The first group, those that don’t get it, seem to be receiving the most coverage in the press. From “death panels” to the terrible state of the NHS, misinformation seems to reign supreme. Fuelled by right-wing media, these completely natural fears are being exacerbated and mutated into an almost unstoppable belief that the entire US will lost their quality healthcare and all end up with a sub-standard, state-run socialised medicine.

The answer to this is simple, it’s not for everyone, its’ for people who can’t afford healthcare. If you have great healthcare, you will keep great healthcare. If you don’t then you will now be covered in some way, regardless of your ability to pay.

The comparisons to the NHS are moot. There are many people in the UK who have private healthcare, many employers who offer this as a perk. They don’t have waiting lists and they have private wards. Also, because there is a safety net below them in the form of the NHS, costs are less than in the US, and they propensity to deny coverage seems to be less. A universal healthcare model will only really punish the pockets of the politicians and lobbyists with connections to the pharmaceutical industry.
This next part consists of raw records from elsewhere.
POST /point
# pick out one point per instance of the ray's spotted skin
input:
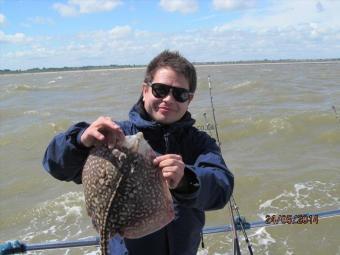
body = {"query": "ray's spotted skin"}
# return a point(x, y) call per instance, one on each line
point(124, 192)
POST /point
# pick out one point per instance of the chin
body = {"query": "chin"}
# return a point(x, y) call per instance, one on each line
point(165, 119)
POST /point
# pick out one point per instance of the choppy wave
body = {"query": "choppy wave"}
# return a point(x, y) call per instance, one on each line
point(312, 195)
point(63, 218)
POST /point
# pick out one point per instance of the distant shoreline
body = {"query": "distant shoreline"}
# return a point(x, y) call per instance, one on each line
point(197, 64)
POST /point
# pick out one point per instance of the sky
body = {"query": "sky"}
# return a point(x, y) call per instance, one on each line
point(58, 33)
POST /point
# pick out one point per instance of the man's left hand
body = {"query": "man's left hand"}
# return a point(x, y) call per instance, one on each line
point(172, 167)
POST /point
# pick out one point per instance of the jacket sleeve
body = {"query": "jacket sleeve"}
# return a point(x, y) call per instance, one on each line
point(65, 156)
point(209, 181)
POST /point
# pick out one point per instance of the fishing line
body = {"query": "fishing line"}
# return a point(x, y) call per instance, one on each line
point(336, 113)
point(232, 203)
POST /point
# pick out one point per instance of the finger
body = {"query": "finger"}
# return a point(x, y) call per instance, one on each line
point(97, 135)
point(171, 163)
point(161, 158)
point(170, 182)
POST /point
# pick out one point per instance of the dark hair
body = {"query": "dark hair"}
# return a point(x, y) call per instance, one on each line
point(176, 62)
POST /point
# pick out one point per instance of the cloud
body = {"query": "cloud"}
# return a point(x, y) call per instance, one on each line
point(2, 19)
point(229, 5)
point(14, 38)
point(77, 7)
point(283, 14)
point(183, 6)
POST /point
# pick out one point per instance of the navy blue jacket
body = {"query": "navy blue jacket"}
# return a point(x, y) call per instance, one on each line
point(208, 184)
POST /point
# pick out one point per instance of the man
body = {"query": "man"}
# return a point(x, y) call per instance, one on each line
point(190, 160)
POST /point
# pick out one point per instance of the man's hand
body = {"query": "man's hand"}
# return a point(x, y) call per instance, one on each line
point(102, 131)
point(172, 167)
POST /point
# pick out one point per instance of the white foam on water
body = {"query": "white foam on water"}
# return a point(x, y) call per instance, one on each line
point(242, 85)
point(310, 194)
point(60, 219)
point(279, 124)
point(37, 113)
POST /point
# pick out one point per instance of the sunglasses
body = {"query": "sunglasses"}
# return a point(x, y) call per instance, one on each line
point(160, 90)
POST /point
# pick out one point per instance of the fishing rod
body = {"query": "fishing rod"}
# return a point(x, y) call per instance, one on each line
point(232, 203)
point(12, 247)
point(336, 113)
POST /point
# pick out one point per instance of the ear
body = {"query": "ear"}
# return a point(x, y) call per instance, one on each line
point(144, 89)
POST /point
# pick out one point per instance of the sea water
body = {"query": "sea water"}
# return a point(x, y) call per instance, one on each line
point(279, 128)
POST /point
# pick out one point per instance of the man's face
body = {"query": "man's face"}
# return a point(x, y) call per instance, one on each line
point(166, 110)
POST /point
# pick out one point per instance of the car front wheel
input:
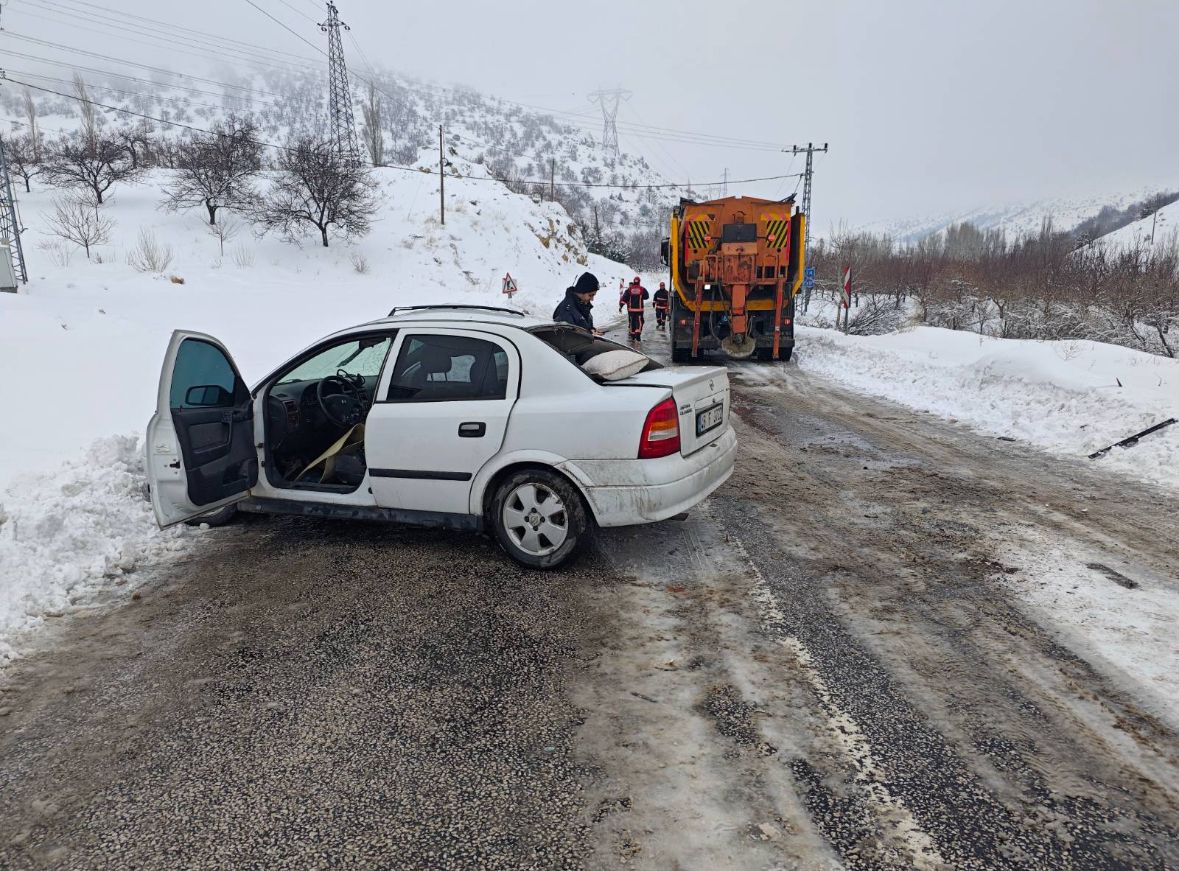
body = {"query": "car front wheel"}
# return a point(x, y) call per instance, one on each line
point(539, 518)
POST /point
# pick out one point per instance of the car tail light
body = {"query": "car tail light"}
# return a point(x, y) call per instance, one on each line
point(660, 431)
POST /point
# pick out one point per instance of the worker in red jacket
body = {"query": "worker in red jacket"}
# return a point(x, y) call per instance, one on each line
point(662, 301)
point(633, 299)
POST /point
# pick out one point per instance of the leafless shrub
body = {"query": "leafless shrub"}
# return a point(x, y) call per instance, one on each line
point(216, 170)
point(1041, 286)
point(79, 222)
point(243, 257)
point(875, 316)
point(150, 255)
point(59, 252)
point(318, 187)
point(93, 163)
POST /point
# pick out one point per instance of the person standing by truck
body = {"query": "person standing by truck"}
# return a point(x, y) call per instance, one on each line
point(577, 307)
point(634, 299)
point(662, 299)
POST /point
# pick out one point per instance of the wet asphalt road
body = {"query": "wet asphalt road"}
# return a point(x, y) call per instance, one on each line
point(822, 667)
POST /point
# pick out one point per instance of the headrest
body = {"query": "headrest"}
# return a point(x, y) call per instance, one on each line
point(435, 360)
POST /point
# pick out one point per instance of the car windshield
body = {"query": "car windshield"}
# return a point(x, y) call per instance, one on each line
point(579, 347)
point(362, 356)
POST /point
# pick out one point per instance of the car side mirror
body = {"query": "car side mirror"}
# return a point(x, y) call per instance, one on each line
point(208, 396)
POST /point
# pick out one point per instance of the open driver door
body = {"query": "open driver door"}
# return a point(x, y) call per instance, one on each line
point(201, 449)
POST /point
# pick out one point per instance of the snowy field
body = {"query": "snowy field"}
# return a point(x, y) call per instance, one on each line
point(81, 345)
point(1067, 397)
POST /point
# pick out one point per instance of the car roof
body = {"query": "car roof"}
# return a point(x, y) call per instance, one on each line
point(460, 315)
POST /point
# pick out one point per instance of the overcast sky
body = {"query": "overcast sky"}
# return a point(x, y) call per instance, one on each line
point(928, 107)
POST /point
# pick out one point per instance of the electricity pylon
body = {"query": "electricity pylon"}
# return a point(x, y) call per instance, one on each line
point(10, 230)
point(610, 101)
point(340, 97)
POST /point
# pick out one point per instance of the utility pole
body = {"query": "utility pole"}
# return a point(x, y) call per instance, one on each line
point(610, 101)
point(340, 94)
point(10, 226)
point(807, 191)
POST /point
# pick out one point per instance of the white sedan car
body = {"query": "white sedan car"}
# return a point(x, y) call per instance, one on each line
point(461, 417)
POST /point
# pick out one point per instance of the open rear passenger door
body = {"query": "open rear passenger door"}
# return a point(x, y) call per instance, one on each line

This brings me to the second group, those that completely understand the proposals but are against it. I can count some personal friends in this group, yet I could never be in it. The argument against seems to be thus: “Why should I work hard, get insurance, then have to pay for other people to get covered?” The classic right vs left debate. It is with this that I take umbrage. Let us take me as an example. I work for a major corporation, in their online advertising space. I receive a good salary, and get healthcare. Why should I have to fund the healthcare of the poor, the uninsured and the skill-less?

 Well, one of the reasons why I can earn the money I do, and have access to the things I need is because of the society I live in, and the infrastructure that supports it. The success (of whatever level) that I can attain is propped up by housing, transport, sustenance, policing, power, heating, light, clean streets amongst many, many other things. In all these industries there are lower paid workers. There are transient farm workers, street cleaners, clothing makers, bus drivers, food packers, steel workers, trash men to name a tiny, tiny few. Without these people I would not be able to get to work, have the strength to work, have the power and lighting to work, and therefore earn the money that I do. Is it then too much to ask me to give a tiny, tiny proportion of it to cover the health-costs of those who support me and enable me to live the life i lead?

This is the society we have in the UK, and the US. It is this infrastructure that gives us the chance to make the money we do. We should be grateful to this and when a reasonable ask is made of us, whether it is to feed, clothe or treat a member of our society, remember it is in the benefit of all of us that we should help out. If that means rolling out a universal healthcare plan to insure the forgotten members of a society, then so be it. We all benefit in the end.